Noch bis in die Tage Beethovens gab es keine Musikphilosophie, die dem modernen Anspruch auf selbstvermittelte Erkenntnis der Sache Musik hätte genügen können oder auch nur wollen. Was im Gewande des philosophischen Gedankens über Musik geäußert wurde, diente entweder als Magd der Musiktheorie, um in praktischer Absicht nach universalen Synthesen im Material der Musik zu suchen, oder als Affirmant der universalen Machtansprüche teils gestandener Theologien, teils aktueller Philosophien, diese wiederum teils mathematisch, teils metamathematisch verfahrend, um anhand von Musikalien die universale Tragweite von theologisch und philosophisch autorisierten Begriffs-Gebäuden nachzuweisen. Noch das Universum schien sich der Veranstaltung eines musizierenden Gottes zu verdanken. Also gab es kein wirklich vernünftiges Eingehen auf die intimen Fragen der Musik und der Geschichte ihres Wesens, keine sachbegründeten Letzterörterungen der musikermöglichenden Kräfte und Gesetze, Kausalitäten und Wechselwirkungen, Begriffe und Inhalte – keine begriffene Heimführung der Substanz ihres Wesens. Dieses war noch vollauf damit beschäftigt, seine autarke Geschichte in praktischer Autonomie zu bewerken.

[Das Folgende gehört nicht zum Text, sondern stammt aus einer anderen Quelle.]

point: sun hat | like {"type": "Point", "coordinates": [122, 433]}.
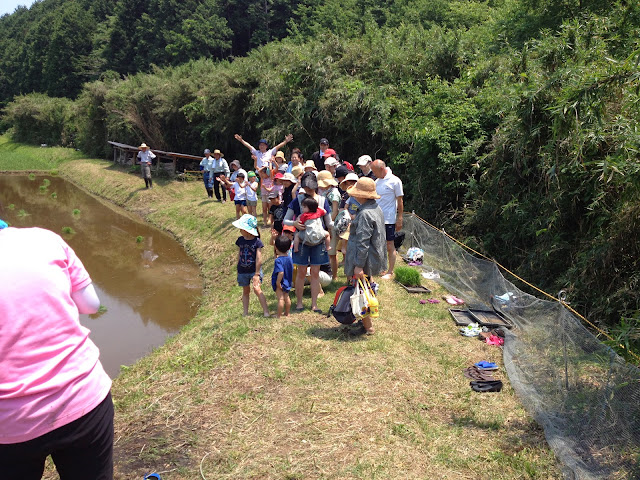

Über Tonalität existiert in der modernen Gesellschaft keine öffentliche Meinung. Nicht einmal das Wort dürfte jenseits der Musiker- und Gelehrtenkreise bekannt sein. Fragen wir daher heute, wie sich in den Anfangsterzen von „Hänschen Klein“ deren Parameter absolut vermitteln, so wird schon diese Frage als Inszenierung eines absurden Kabaretts über Musik vernommen. Und statt einer Antwort hören wir das ewige Lied unserer erlöschenden Tradition noch einmal und immer wieder, und womöglich in der kaum noch erträglichen Version unserer Musikantenstadel. Und Musiker von Profession huldigen ganz ungeniert der unphilosophischen Meinung, die Tonalitäten der Musiken von Jazz und Salon, von Pop und Klassik, von Volksmusik und Barock, von Gregorianischem Choral und postmoderner Resurrektion wären dem Wunderhorn einer zeitlosen Tonalität zu verdanken, das uns mit der Inszenierung einer musikalischen Modenschau beglücke, weil auf ihrem Laufsteg die unveränderliche und ewige Substanz der Musik in lediglich stets anderen Gewändern zeitloser Stile erscheine.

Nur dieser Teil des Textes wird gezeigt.